The most common use of live text recognising a post code is plotting the place on a Google Map… but you can also see the local weather forecast (for what it’s worth), find the nearest NCP car park or BT Openzone hot-spot, find a hotel, get local government information, and sometimes find the nearest Starbucks (I say “sometimes” because their store locator is a bit unreliable).

Following the introduction of the new crime and policing information web site (for England and Wales), you can now click on a post code in Lotus Notes and find out how likely it is that you’ll get mugged or assaulted during your visit. All you need is this widget and, if you haven’t done it already, to turn on live text and the My Widgets panel, like so…

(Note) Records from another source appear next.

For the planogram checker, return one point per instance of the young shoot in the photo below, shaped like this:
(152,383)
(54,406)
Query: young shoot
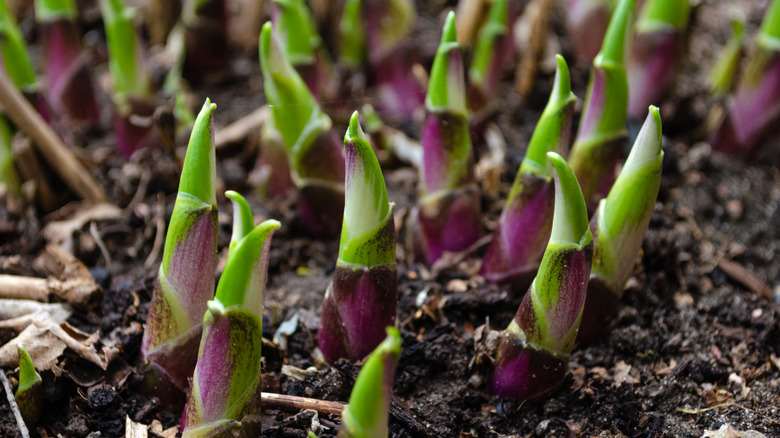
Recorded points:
(69,81)
(9,177)
(313,156)
(494,46)
(388,24)
(448,215)
(303,46)
(367,413)
(362,297)
(754,109)
(524,226)
(533,352)
(602,131)
(722,75)
(620,223)
(132,95)
(185,281)
(29,393)
(13,52)
(656,52)
(352,47)
(225,396)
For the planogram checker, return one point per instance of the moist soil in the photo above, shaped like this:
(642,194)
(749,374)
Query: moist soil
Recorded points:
(692,348)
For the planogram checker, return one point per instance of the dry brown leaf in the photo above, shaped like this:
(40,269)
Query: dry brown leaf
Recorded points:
(134,430)
(46,339)
(10,309)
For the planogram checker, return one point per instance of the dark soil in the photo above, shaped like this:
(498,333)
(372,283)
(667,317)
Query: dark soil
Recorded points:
(693,347)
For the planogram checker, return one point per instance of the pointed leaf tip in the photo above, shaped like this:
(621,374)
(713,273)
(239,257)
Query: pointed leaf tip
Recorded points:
(354,131)
(562,85)
(243,221)
(617,39)
(27,374)
(199,174)
(570,219)
(449,32)
(647,145)
(392,343)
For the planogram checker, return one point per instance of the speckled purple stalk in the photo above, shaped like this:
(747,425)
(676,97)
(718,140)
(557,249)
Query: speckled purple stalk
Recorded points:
(449,221)
(521,236)
(359,304)
(442,133)
(135,130)
(596,171)
(191,269)
(600,307)
(320,180)
(651,69)
(525,372)
(533,353)
(70,85)
(231,344)
(752,114)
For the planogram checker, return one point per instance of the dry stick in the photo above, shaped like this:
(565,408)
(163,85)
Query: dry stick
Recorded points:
(242,128)
(12,402)
(24,288)
(59,157)
(159,233)
(292,403)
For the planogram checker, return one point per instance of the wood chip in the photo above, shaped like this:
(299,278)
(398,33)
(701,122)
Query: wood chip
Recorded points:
(134,430)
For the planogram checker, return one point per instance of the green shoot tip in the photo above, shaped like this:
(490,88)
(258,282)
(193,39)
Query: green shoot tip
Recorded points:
(570,219)
(449,33)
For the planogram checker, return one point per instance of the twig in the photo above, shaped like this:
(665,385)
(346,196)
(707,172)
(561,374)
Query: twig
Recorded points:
(539,16)
(293,403)
(24,288)
(12,402)
(698,411)
(159,234)
(59,157)
(93,231)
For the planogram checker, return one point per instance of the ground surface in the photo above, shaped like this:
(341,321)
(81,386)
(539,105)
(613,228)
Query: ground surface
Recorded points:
(694,346)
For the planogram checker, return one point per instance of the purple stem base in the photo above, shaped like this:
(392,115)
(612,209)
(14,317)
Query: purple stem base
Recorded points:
(360,304)
(521,237)
(449,222)
(523,372)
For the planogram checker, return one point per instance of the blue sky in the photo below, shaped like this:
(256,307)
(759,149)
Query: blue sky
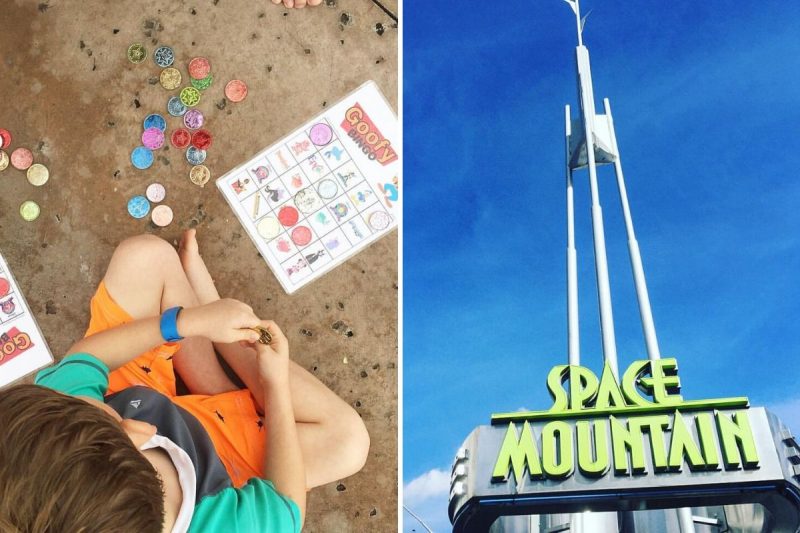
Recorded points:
(706,107)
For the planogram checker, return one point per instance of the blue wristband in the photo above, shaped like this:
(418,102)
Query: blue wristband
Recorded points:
(169,324)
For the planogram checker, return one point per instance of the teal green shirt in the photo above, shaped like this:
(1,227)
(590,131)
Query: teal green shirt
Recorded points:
(256,507)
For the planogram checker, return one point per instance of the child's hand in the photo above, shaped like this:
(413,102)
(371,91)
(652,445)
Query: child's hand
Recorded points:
(220,321)
(273,358)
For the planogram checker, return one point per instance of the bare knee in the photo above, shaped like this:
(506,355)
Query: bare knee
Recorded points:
(146,250)
(354,442)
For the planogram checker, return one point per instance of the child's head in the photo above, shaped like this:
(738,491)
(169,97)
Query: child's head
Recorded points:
(66,465)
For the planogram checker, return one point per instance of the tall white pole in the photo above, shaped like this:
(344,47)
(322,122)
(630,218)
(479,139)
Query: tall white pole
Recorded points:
(573,334)
(685,518)
(601,263)
(648,326)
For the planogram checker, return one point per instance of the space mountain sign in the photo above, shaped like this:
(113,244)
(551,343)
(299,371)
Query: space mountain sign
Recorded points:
(610,420)
(628,444)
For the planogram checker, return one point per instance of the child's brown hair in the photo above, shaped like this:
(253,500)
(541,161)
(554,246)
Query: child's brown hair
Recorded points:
(65,465)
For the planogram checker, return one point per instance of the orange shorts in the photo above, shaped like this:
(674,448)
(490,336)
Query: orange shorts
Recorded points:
(230,419)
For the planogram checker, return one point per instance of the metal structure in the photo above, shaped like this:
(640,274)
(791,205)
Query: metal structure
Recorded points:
(766,498)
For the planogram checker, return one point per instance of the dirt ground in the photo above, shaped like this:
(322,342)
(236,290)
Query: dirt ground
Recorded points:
(68,92)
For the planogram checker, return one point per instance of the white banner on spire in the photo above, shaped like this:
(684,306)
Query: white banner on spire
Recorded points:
(583,19)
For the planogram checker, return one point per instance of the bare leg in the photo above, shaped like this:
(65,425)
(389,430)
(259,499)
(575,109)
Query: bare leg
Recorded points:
(332,435)
(145,277)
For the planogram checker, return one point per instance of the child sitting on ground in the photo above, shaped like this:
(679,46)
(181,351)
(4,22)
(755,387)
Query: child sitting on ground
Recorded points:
(103,443)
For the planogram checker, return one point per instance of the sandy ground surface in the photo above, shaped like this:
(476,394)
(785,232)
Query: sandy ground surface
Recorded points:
(68,92)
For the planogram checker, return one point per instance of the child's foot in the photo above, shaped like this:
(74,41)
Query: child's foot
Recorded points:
(297,3)
(195,268)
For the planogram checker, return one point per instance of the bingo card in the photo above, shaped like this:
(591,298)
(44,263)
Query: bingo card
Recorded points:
(23,349)
(324,192)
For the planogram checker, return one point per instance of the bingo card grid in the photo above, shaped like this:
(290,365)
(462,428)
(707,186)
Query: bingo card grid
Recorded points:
(15,313)
(309,205)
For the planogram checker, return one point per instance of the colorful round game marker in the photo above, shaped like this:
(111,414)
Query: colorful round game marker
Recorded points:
(163,56)
(5,138)
(153,138)
(301,235)
(201,139)
(138,207)
(202,85)
(236,90)
(155,120)
(195,156)
(199,175)
(137,53)
(190,96)
(320,134)
(199,68)
(155,192)
(193,119)
(170,78)
(162,215)
(21,158)
(141,157)
(29,210)
(181,138)
(175,107)
(38,174)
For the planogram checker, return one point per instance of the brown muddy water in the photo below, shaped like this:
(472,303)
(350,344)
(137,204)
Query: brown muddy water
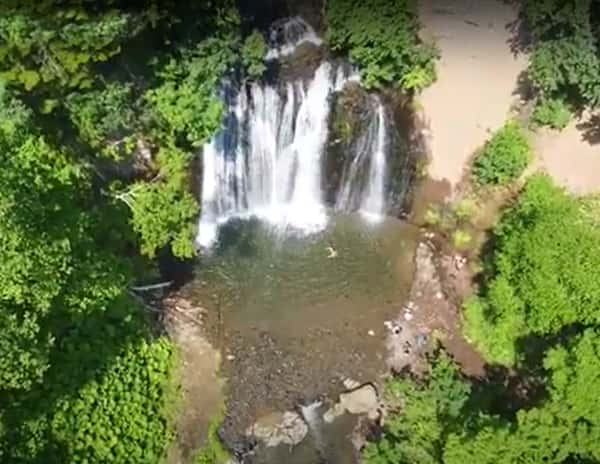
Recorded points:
(295,316)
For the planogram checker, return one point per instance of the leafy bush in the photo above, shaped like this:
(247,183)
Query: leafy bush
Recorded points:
(445,421)
(213,451)
(552,112)
(254,51)
(465,209)
(50,44)
(504,157)
(186,103)
(381,37)
(565,62)
(163,210)
(417,430)
(542,279)
(461,239)
(124,412)
(104,117)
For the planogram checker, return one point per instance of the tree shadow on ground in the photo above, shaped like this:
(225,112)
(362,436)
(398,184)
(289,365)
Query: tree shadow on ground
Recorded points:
(520,40)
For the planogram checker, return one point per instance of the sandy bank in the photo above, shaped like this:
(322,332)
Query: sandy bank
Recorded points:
(477,79)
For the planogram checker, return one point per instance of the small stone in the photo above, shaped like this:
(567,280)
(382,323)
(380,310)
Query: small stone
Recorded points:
(350,384)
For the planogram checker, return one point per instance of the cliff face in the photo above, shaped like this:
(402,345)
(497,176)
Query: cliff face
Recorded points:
(262,13)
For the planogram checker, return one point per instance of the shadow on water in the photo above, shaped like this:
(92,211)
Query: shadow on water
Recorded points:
(295,315)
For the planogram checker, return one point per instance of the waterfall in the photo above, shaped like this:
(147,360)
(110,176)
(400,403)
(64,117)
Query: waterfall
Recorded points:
(267,159)
(368,155)
(373,203)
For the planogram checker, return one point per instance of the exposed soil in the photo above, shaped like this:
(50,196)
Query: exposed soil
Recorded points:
(432,313)
(201,387)
(572,156)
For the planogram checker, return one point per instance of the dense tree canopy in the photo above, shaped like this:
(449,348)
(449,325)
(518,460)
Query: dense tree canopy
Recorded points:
(564,64)
(542,277)
(96,138)
(381,37)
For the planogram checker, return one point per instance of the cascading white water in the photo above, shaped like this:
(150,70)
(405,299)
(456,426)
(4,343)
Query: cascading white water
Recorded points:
(373,203)
(267,159)
(312,416)
(266,162)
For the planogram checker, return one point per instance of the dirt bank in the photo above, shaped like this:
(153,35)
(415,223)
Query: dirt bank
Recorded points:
(477,79)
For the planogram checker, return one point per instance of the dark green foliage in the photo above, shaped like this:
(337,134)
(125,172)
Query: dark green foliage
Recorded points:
(213,451)
(163,209)
(543,278)
(563,425)
(566,424)
(104,118)
(504,157)
(81,377)
(253,55)
(186,102)
(50,44)
(564,64)
(381,37)
(551,112)
(422,415)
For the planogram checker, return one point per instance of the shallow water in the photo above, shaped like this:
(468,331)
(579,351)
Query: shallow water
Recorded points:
(298,314)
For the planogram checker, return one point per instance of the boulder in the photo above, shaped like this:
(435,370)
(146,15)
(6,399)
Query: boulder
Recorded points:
(363,400)
(279,428)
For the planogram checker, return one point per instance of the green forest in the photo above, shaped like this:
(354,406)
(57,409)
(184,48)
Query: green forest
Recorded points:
(103,106)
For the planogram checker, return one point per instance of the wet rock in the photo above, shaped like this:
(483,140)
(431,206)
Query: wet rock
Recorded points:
(302,64)
(363,400)
(350,384)
(286,428)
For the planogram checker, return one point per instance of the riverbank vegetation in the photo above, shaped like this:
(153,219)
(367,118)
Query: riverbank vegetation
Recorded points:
(381,37)
(535,320)
(564,64)
(101,110)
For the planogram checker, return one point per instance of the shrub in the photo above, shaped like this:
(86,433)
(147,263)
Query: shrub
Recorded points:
(461,239)
(381,37)
(213,451)
(541,275)
(552,112)
(465,209)
(254,51)
(433,216)
(504,157)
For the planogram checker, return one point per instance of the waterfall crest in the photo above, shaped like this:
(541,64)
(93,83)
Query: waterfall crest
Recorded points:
(267,159)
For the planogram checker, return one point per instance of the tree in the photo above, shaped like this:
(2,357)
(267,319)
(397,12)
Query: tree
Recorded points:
(540,279)
(381,37)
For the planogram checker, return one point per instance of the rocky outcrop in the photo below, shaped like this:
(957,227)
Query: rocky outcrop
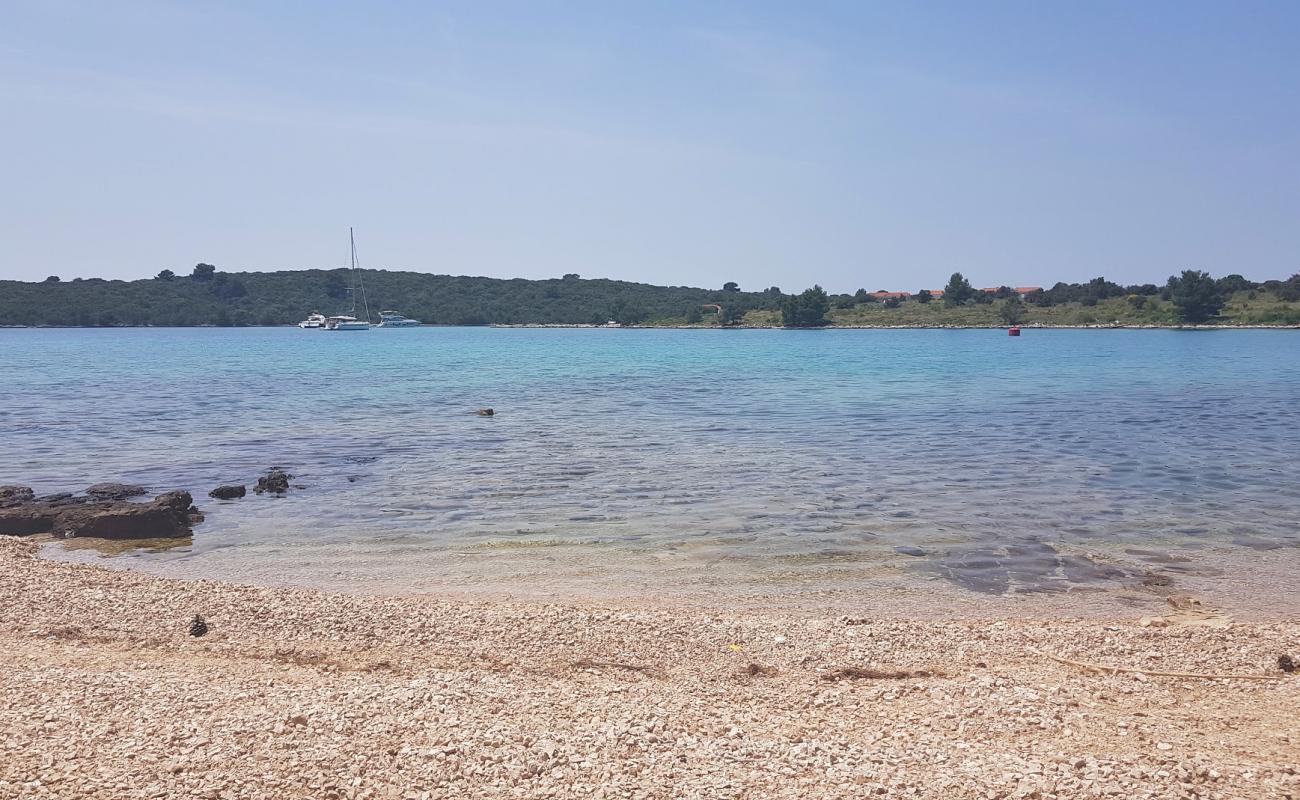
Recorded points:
(115,491)
(13,496)
(276,481)
(167,515)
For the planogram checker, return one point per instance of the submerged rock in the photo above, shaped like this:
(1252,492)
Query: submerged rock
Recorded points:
(276,480)
(228,492)
(167,515)
(115,491)
(12,496)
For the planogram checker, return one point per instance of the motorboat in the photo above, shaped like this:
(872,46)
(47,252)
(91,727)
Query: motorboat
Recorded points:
(346,323)
(391,319)
(315,320)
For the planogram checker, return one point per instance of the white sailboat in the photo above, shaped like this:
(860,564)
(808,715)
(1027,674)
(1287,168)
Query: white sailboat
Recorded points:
(391,319)
(350,321)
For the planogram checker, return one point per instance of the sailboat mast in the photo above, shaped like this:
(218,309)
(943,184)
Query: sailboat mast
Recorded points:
(356,275)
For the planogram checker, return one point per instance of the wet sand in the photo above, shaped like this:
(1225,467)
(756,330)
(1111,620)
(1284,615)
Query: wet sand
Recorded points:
(307,693)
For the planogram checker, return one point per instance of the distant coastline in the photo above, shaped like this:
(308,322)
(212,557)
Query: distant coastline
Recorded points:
(238,299)
(745,327)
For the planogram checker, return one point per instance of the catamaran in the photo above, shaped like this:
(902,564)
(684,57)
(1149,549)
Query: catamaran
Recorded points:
(349,321)
(391,319)
(315,320)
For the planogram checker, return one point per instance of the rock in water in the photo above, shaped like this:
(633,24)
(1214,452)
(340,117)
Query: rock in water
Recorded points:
(167,515)
(13,496)
(276,480)
(113,491)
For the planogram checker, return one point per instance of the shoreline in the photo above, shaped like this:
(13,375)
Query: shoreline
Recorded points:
(580,325)
(308,693)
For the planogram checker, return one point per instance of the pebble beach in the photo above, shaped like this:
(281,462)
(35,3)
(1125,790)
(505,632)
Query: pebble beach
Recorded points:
(306,693)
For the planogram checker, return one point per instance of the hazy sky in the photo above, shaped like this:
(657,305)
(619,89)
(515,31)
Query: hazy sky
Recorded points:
(878,145)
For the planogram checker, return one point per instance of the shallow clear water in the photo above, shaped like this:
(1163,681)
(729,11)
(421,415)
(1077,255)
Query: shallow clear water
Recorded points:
(1058,458)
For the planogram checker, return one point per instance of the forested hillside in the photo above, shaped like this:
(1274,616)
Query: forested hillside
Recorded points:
(209,297)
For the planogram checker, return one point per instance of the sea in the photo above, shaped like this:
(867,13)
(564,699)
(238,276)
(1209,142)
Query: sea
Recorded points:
(674,461)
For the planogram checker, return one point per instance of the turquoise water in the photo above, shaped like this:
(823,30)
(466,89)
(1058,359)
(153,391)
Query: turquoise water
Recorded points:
(992,462)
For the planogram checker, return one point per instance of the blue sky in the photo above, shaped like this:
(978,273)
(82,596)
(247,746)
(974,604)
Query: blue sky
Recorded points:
(876,145)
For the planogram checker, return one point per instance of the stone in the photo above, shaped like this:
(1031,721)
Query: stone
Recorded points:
(115,491)
(276,481)
(165,517)
(13,496)
(228,492)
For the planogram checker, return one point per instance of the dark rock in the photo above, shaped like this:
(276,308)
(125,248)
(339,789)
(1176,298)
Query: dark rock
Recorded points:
(115,491)
(276,480)
(27,519)
(168,515)
(13,496)
(228,492)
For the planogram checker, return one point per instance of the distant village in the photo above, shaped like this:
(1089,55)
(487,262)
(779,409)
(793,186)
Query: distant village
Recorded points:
(939,293)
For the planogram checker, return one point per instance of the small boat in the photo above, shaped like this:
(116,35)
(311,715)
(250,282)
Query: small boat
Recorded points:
(349,321)
(346,323)
(315,320)
(391,319)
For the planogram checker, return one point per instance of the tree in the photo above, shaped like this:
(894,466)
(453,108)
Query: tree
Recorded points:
(1196,295)
(1012,310)
(732,314)
(806,310)
(228,288)
(1290,289)
(958,290)
(1234,282)
(336,286)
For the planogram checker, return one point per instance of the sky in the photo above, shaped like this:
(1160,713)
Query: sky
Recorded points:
(854,145)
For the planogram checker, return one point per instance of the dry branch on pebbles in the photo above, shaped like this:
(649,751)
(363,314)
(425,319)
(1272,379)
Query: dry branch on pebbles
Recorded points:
(298,693)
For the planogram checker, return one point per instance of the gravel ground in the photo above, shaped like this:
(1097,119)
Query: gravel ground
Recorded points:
(302,693)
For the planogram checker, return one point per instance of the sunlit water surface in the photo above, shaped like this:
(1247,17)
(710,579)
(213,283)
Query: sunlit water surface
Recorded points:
(677,459)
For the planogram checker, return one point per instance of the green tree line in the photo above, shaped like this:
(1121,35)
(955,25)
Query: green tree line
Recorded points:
(206,295)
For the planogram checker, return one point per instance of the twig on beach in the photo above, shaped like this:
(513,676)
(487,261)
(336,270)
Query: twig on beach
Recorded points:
(1103,667)
(586,664)
(857,673)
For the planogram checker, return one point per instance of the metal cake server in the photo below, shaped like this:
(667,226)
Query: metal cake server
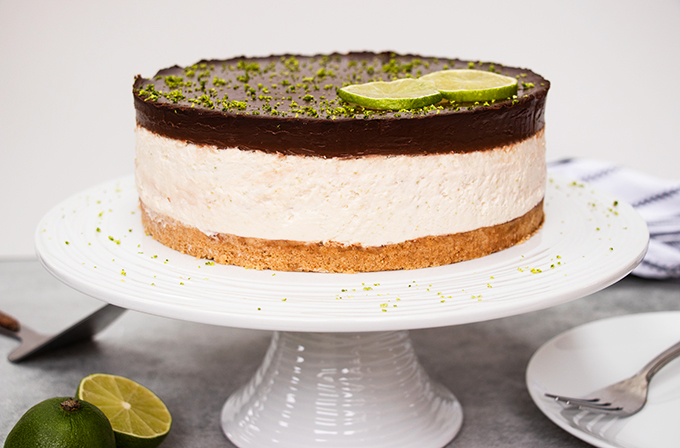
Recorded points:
(33,343)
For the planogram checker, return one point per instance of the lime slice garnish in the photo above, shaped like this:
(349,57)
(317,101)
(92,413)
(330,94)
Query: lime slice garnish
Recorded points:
(407,93)
(472,85)
(138,417)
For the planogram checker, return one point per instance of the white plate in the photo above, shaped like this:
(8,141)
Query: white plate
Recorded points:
(95,243)
(600,353)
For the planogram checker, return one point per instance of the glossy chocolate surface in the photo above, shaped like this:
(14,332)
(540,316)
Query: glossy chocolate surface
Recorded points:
(288,104)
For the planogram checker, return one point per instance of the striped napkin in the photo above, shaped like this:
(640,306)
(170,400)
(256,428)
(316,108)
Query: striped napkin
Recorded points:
(657,201)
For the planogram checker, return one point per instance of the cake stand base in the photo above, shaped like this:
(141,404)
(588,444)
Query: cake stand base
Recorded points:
(340,390)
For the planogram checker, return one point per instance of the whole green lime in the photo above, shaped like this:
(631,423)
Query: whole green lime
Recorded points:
(62,422)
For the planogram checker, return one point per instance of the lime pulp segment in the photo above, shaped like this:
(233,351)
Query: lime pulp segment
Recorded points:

  • Go to File, Preferences… Widgets, and click the option for ‘Show Widget Toolbar and the My Widgets Sidebar panel’.
  • Then go to the preference for Live Text and click on the option for ‘Enable Live Text by default for all supported content’.

Then drag the widget into the My Widgets panel, find an e-mail or calendar appointment containing a post code, and you’re ready to go. If you’re travelling to IBM Hursley, you should be pretty safe. IBM South Bank…? Let’s be careful out there.

So, of course, the first thing you do is look at your area. Our road is not exactly crime-central (one burglary) but the centre of Camberley is apparently a hot-bed of anti-social behaviour and ‘other crime’ (shoplifting in Poundland maybe). Oddly, the peak spot corresponds with the location of a number of bars and pubs and the one night-club on Camberley High Street. And the other peak spot is one of Camberley’s less salubrious residential locations.

I just received an e-mail from a colleague who’s currently in Basingstoke, and he’s now too scared to leave the building. Personally, I’d be more worried if I was in Bristol.

This article has 2 comments

  1. Gregg Eldred Reply

    Apparently, that site got 18 million visitors in the first day. While I applaud the information provided, I wonder if there will be unintended consequences from it? Like shops that experience drops in sales/foot traffic, more people trying to move out, a rise in services needed (police, fire, mental health, etc.).

  2. Darren Reply

    Hi Gregg… I don’t think the best and worst places will come as a surprise to anyone. Take my home town of Camberley as an example. By day a medium-sized town with a high street and a mall, a fairly busy and respectable retail area where the worst you would expect during the day is the odd shop-lifter and the police moving on groups of bored teenagers smoking and swearing, but not really causing any trouble.

    After dark the bars and pubs open, and they attract young people intent on downing as much booze as possible before closing time. And then those people probably hit the night-club. That 115 you see above was, I’d guess, 99.7% related to the night-time trade. On the other side of the mall is a much more family-oriented area with restaurants, a bowling alley and a cinema. Two different sides to the town at night, and I would think most people are aware of it.